Tivadar Danka Profile picture
Oct 15 30 tweets 8 min read
"Probability is the logic of science."

There is a deep truth behind this conventional wisdom: probability is the mathematical extension of logic, augmenting our reasoning toolkit with the concept of uncertainty.

In-depth exploration of probabilistic thinking incoming.
Our journey ahead has three stops:

1. an introduction to mathematical logic,
2. a touch of elementary set theory,
3. and finally, understanding probabilistic thinking.

First things first: mathematical logic.
In logic, we work with propositions.

A proposition is a statement that is either true or false, like

• "it's raining outside",
• "the sidewalk is wet".

These are often abbreviated as variables, such as A = "it's raining outside".
We can formulate complex propositions from smaller building blocks with logical connectives.

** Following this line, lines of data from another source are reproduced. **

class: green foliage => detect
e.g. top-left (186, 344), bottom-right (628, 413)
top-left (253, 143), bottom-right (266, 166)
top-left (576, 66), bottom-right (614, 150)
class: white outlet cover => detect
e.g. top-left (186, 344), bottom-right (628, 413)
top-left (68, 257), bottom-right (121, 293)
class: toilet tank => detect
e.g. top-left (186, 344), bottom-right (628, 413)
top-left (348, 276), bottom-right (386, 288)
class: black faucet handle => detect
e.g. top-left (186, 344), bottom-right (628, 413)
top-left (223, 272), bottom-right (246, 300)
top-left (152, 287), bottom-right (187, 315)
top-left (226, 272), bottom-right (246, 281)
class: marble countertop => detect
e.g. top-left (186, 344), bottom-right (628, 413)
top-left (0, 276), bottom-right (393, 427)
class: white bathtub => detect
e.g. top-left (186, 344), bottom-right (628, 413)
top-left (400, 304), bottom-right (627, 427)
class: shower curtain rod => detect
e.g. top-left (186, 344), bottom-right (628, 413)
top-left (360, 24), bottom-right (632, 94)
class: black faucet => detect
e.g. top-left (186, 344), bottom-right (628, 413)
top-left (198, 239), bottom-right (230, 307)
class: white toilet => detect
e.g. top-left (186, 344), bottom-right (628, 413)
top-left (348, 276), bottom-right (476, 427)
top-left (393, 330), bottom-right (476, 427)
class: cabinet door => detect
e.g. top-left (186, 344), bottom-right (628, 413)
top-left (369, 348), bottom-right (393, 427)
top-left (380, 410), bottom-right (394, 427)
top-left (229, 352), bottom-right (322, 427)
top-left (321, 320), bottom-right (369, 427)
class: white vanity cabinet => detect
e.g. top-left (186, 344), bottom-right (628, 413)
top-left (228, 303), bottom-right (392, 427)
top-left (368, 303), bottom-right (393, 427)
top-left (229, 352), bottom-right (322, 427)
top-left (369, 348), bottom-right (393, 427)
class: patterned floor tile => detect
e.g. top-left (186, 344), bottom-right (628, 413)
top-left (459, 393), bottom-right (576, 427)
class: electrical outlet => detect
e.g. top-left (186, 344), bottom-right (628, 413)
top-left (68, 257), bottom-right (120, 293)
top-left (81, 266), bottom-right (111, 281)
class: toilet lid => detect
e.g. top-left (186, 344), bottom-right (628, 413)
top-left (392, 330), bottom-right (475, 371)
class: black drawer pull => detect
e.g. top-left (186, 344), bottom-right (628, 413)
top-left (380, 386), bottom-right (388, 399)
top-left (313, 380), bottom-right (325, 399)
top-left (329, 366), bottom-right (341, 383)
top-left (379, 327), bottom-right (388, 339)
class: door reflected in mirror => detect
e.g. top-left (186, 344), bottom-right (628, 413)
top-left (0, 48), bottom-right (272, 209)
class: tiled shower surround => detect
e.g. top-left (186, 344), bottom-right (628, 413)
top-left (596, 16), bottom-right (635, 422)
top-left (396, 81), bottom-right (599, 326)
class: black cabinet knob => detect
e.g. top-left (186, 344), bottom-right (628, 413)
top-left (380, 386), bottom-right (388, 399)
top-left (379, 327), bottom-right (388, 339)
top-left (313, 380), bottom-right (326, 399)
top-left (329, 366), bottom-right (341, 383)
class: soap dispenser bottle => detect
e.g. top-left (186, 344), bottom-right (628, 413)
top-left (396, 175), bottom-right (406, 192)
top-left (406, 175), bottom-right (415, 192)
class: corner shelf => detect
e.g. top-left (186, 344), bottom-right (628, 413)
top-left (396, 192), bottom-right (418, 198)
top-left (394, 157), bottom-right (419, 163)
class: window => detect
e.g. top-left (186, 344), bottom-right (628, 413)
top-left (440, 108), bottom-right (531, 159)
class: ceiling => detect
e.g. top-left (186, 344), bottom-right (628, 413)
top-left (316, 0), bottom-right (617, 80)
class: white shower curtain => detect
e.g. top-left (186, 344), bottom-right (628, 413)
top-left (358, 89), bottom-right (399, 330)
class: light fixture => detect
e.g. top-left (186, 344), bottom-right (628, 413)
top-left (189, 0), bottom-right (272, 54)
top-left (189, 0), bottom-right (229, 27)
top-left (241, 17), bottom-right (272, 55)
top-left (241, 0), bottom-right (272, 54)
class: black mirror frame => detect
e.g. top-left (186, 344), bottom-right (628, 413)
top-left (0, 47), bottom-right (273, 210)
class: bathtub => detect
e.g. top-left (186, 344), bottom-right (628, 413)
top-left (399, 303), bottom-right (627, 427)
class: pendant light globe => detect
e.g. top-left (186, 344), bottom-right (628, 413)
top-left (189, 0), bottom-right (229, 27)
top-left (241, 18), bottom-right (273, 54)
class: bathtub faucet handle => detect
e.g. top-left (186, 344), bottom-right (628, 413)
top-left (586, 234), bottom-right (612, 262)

Consider the proposition "if it is raining outside, then the sidewalk is wet". This is the combination of two propositions, connected by the implication connective.
There are four essential connectives:

• NOT (¬), also known as negation,
• AND (∧), also known as conjunction,
• OR (∨), also known as disjunction,
• THEN (→), also known as implication.
Connectives are defined by the truth values of the resulting propositions. For instance, if A is true, then NOT A is false; if A is false, then NOT A is true.

Denoting true by 1 and false by 0, we can describe connectives with truth tables. Here is the one for negation (¬).
AND (∧) and OR (∨) connect two propositions. A ∧ B is true if both A and B are true, and A ∨ B is true if either one is.
The implication connective THEN (→) formalizes the deduction of a conclusion B from a premise A.

By definition, A → B is true if B is true or both A and B are false.

An example: if "it's raining outside", THEN "the sidewalk is wet".
Science is just the collection of complex propositions like "if X is a closed system, THEN the entropy of X cannot decrease". (As the 2nd law of thermodynamics states.)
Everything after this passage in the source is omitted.